Copy and paste rows based on values from multiple columns

bragks · July 30, 2018, 8:01am

I'm preparing a dataset for use with the lme4-package, and I seem to have sinned on one (probably all) of the principles of tidy data.

The dataset looks something like this (actual set has ~ 250 observations):

tribble(
~ID, ~test1, ~randomvar,  ~test2,
  1, "result1", 2,  NA,
  2, "result1", 1,  "result2",
  3, "result1", 4,  NA
)

What I need to do is copy every observation where the value of test1 AND test2 is not NA while retaining all other values in the row and inserting them into the same data frame. Basically, copy and paste all rows where the values of two variables are equal to !is.na. I've had a look in R4DS but I can't seem to find a suitable solution for this particular type of mess, although it might just be that I haven't figured out exactly how spread() and gather() works...

mishabalyasin · July 30, 2018, 8:39am

Not gonna lie, I'm a bit confused by your explanation of what you want to achieve. It would help if next time (or even this time, if I didn't get what you wanted) you write down the expected result similar to how you've written down the input.
That being said, does this do what you want?

library(tidyverse)

df <- tribble(
  ~ID, ~test1, ~randomvar,  ~test2,
  1, "result1", 2,  NA,
  2, "result1", 1,  "result2",
  3, "result1", 4,  NA
)

df %>%
  filter_at(vars(starts_with("test")), all_vars(!is.na(.)))
#> # A tibble: 1 x 4
#>      ID test1   randomvar test2  
#>   <dbl> <chr>       <dbl> <chr>  
#> 1     2 result1         1 result2

Created on 2018-07-30 by the reprex package (v0.2.0).

bragks · July 30, 2018, 9:15am

Sorry, don't know why I didn't just make a tribble of what I want as well...

I want to turn this:

tribble(
~ID, ~test1, ~randomvar,  ~test2,
  1, "result1", 2,  NA,
  2, "result1", 1,  "result2",
  3, "result1", 4,  NA,
  4, "result1", 8,  "result2"
)

into this:

tribble(
~ID, ~test1, ~randomvar,  ~test2,
  1, "result1", 2,  NA,
  2, "result1", 1,  "result2",
  2, "result1", 1,  "result2",
  3, "result1", 4,  NA,
  4, "result1", 8,  "result2",
  4, "result1", 8,  "result2"
)

result1 and result2 were just ment as placeholders. The values will vary so I guess I will have to select based on the presence(not NA) in both of them.

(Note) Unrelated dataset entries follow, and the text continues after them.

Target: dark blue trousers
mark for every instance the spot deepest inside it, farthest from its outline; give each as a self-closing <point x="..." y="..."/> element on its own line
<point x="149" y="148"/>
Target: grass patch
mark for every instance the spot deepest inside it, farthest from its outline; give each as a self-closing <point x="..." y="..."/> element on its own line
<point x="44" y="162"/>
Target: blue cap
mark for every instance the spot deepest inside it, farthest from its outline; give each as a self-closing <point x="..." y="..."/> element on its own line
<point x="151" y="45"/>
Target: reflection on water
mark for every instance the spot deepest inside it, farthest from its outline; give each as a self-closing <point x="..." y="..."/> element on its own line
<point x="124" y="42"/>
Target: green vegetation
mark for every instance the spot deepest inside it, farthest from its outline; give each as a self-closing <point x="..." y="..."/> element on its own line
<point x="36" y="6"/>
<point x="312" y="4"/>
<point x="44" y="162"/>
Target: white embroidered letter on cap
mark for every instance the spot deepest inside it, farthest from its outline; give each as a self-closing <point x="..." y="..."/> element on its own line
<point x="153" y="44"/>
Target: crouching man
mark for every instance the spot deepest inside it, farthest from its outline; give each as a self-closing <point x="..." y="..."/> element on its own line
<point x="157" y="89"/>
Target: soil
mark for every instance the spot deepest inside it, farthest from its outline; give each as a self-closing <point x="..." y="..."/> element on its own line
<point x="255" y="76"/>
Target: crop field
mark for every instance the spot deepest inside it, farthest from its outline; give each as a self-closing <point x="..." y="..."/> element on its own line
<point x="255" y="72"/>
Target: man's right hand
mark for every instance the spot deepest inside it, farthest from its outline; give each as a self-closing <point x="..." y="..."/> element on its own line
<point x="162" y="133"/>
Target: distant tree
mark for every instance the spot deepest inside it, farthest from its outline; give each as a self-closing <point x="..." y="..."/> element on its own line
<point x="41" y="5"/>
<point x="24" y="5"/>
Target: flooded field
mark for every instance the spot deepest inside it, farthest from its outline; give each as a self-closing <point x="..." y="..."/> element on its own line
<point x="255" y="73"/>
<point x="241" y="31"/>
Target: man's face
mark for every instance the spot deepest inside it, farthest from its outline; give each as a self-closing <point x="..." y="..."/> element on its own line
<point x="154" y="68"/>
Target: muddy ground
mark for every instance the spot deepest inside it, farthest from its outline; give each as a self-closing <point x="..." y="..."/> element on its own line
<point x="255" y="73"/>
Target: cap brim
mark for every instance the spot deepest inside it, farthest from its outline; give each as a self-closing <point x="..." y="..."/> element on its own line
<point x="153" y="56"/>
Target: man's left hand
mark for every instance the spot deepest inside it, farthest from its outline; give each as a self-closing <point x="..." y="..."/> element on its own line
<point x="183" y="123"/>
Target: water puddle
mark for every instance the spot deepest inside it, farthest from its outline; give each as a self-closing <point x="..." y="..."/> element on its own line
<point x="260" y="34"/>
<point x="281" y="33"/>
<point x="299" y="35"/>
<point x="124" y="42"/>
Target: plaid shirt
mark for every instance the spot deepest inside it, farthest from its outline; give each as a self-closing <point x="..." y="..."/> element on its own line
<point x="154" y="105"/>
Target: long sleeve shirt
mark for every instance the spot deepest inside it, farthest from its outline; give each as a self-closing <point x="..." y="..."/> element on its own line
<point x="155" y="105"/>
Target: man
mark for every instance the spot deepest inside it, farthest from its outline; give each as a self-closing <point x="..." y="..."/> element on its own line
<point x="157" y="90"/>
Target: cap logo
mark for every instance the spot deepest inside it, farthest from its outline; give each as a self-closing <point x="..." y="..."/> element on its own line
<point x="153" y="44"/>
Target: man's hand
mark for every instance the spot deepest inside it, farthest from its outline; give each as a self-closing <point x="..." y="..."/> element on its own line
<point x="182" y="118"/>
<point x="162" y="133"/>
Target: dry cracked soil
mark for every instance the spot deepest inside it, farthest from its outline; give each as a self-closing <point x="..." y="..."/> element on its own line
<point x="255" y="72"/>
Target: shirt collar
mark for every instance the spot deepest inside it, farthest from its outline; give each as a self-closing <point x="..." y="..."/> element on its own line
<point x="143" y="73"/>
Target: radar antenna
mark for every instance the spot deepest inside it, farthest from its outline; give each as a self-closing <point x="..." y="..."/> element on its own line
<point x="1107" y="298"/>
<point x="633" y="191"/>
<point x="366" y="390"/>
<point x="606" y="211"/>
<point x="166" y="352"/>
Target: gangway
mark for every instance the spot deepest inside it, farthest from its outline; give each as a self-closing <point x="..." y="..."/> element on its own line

Did this make any more sense?

mishabalyasin · July 30, 2018, 9:35am

My first approach is exactly what you need then . The only added wrinkle is that you need to add result to your original dataset. This can be done like this:

library(tidyverse)

df <- tribble(
  ~ID, ~test1, ~randomvar,  ~test2,
  1, "result1", 2,  NA,
  2, "result1", 1,  "result2",
  3, "result1", 4,  NA,
  4, "result1", 8,  "result2"
)

res <- tribble(
  ~ID, ~test1, ~randomvar,  ~test2,
  1, "result1", 2,  NA,
  2, "result1", 1,  "result2",
  2, "result1", 1,  "result2",
  3, "result1", 4,  NA,
  4, "result1", 8,  "result2",
  4, "result1", 8,  "result2"
)

res2 <- bind_rows(df, 
          df %>%
            filter_at(vars(starts_with("test")), all_vars(!is.na(.))))

all_equal(res, res2)
#> [1] TRUE

Created on 2018-07-30 by the reprex package (v0.2.0).

bragks · July 30, 2018, 10:46am

Excellent, thank you! I should have mentioned that the actual variable names are not test1 and test2. However I (think I) managed to solve it with:

test <- bind_rows(df,
                 df %>% 
                   filter_at(vars(one_of("img_date", "b_date")), all_vars(!is.na(.))))

Would you agree this does the same given the names img_date and b_date? I tried checking with all_equal() and it says they're equal, guess I'm just worried I'll mess something up...

mishabalyasin · July 30, 2018, 11:02am

You can also use ends_with("date") if it makes sense on your data, but overall it looks like it should give you the result you want.
If all_equal returns TRUE then they are equal. You can always add couple more tests to check validity, of course, but this function tends to be fairly reliable.